Washington Watch
Pennsylvania lawmaker to head up transportation committee
Pamela Glass
December 11, 2012
In January, there
will be a new captain in the wheelhouse when it comes to legislative oversight
of the workboat industry.
Rep. Bill Shuster, R-Pa., has
been selected to lead the influential House Transportation and Infrastructure
Committee, which shapes laws that affect the operation and funding of the
nation’s waterways system. Shuster will assume the post when the new Congress
convenes in January. He replaces Rep. John Mica, R-Fla., who must step down due
to leadership term limits imposed by House Republicans.
This could bode well for the
workboat industry. Although Shuster served as chairman of the railroads
subcommittee, he has taken an interest in the waterways and hails from Pennsylvania,
which has a big economic stake in having a well funded, smoothly operating
inland system.
Shuster, whose father Bud
chaired the House Transportation committee in the 1990s and is now retired, has
toured several aging locks and dams and worked closely with the American
Waterways Operators on several issues before the full committee. He visited the
Chicamauga Lock on the Tennessee River near Chattanooga, Tenn., last March, and
observed barging operations along the Monongahela River in the Pittsburgh area
in September, taking a ride on a Campbell
Transportation barge and visiting the Charleroi Lock and Dam.
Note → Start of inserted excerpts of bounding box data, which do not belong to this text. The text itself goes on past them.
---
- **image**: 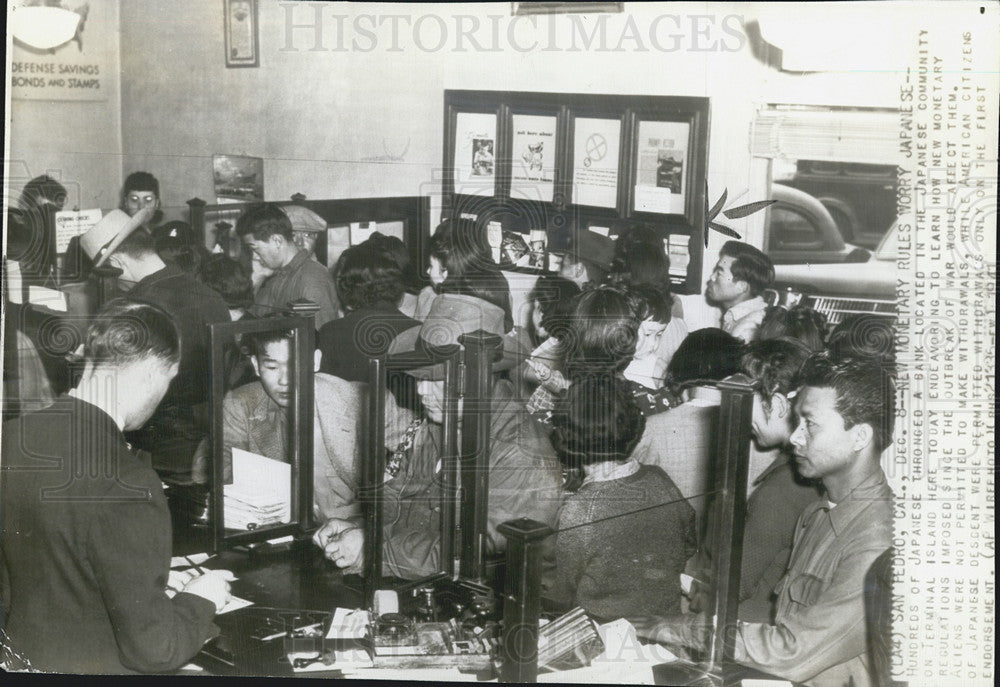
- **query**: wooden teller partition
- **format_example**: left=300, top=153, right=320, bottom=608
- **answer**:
left=175, top=312, right=753, bottom=685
Since being selected chairman
of the Transportation Committee, Shuster has said that he favors reforming the
Inland Waterways Trust Fund to improve how lock and dam projects are funded,
and that raising taxes on the barge industry to pay for infrastructure
improvements could be an option. It’s not clear whether this means he would
endorse the proposed increase in the diesel fuel tax included in an industry-supported
plan to reform waterways funded. Raising those taxes has been a sticky point
for other Republicans.
In several press interviews,
Shuster stated that one of his top priorities in the new Congress would be
passing the Water Resources Development Act (WRDA), the vehicle for the
nation’s waterways policy.
Shuster will face some
daunting transportation infrastructure and funding issues that will most
certainty test his Republican inclinations to cut spending and limit tax
increases.
It will be interesting to
watch how his leadership evolves on waterways funding and policies, and to what
extent he will broaden his interest and friendship with the workboat industry.